Old, young, rich, poor, black and white, we all arrived at the funeral feeling smug in the knowledge that Barbara viewed us as a person apart and special from everybody else she knew and viewed. Egos were being silently adjusted in every pew.
The casket was borne by Barbara's three sons and various nephews toward a row of priests, ministers and rabbis who took part in the service. Behind it came the family and then the special guests wearing purple armbands. (Purple was her favorite color and local merchants had tacked a purple ribbon on every tree from her house to Borough Hall.) The Princeton volunteer firemen were first, hats tucked stiffly under their arms, then the borough employees, road crews, janitors, secretaries, sewer workers, police officers. If Barbara was trying to make a political point posthumously, it was to let the mourners teach each other that this is what we should strive to be: a political body at peace. That afternoon everybody was.
At first glance, Princeton looks like an affluent, exquisitely tasteful town that could run itself quite well without any mayor, let anyone one of Barbara's talents. But in fact there are many factions: descendants of Italian stonecutters who were brought over to build Princeton University, a large black community and a deep pool of New York commuters, government employees, professors and writers. To govern the town well took a brilliant mind and a populist heart. Barbara got the people to redesign the center of the city, tear out 200-year-old pipes, pave roads, install bike paths and -- her pride -- create beautiful low-income housing. She used to bring children into her office and tell them how much fun it was to be in government, not how much work.
Many people spoke at her funeral, including her son Paul, who read a letter written to him by his mother before he was born. "As surely as I am introducing you to life," she wrote, "I am introducing you to death, and against this knowledge you will shape your life."
A candlelight procession through silent Princeton followed the casket to its burial place. Then the family left, and five of Barbara's oldest friends remained behind. We surrounded the coffin as it descended, placed our hands upon the top and, reclaiming the hymn "Tantum Ergo" from our memories, we sang our old friend into the earth.

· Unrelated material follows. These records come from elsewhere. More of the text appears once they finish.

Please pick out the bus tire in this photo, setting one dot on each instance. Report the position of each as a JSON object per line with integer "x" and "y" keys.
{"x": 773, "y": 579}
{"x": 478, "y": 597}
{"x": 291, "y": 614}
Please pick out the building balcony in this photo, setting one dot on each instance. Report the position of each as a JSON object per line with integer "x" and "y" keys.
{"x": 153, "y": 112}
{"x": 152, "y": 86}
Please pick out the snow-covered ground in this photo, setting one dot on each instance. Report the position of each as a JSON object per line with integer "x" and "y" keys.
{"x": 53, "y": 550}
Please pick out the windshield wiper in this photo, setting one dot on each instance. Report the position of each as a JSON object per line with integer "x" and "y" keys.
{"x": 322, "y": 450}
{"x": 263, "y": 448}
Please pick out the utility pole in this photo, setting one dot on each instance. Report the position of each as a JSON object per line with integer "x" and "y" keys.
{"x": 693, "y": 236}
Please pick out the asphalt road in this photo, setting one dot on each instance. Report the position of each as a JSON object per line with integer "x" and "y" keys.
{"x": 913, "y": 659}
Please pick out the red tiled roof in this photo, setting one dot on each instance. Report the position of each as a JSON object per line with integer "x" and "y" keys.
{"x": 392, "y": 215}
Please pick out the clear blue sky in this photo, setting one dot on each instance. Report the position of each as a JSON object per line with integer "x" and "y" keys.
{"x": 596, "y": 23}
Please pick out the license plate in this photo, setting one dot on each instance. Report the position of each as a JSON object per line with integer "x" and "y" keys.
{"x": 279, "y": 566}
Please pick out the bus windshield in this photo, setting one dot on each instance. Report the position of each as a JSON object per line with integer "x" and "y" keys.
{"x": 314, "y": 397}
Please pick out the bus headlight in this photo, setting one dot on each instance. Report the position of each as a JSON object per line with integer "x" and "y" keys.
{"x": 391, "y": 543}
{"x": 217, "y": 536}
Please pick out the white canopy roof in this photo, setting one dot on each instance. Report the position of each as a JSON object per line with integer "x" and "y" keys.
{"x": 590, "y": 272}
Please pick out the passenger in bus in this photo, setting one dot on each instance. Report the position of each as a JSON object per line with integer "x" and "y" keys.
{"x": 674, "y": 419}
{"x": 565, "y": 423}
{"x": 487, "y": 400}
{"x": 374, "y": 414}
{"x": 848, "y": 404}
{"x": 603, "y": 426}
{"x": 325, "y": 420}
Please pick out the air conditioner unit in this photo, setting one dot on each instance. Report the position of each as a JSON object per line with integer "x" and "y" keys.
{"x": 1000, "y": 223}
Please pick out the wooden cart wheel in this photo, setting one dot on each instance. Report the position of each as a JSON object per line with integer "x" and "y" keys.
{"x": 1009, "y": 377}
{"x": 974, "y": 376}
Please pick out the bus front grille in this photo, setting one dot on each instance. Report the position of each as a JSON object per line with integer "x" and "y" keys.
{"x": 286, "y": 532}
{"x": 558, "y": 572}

"In each class," wrote Matthew Arnold in his book "Culture and Anarchy," "there are born a certain number of natures with a curiosity about their best self, with a bent for seeing things as they are, for disentangling themselves from machinery, for simply concerning themselves with reason and the will of God, and doing their best to make these prevail . . . and this bent always tends to take them out of their class and to make their distinguishing characteristic their 'humanity.' They have, in general, a rough time of it in their lives."
Barbara would have disagreed. She loved her life until the end.
Phyllis Theroux, a Washington writer, was a college classmate of Barbara Sigmund.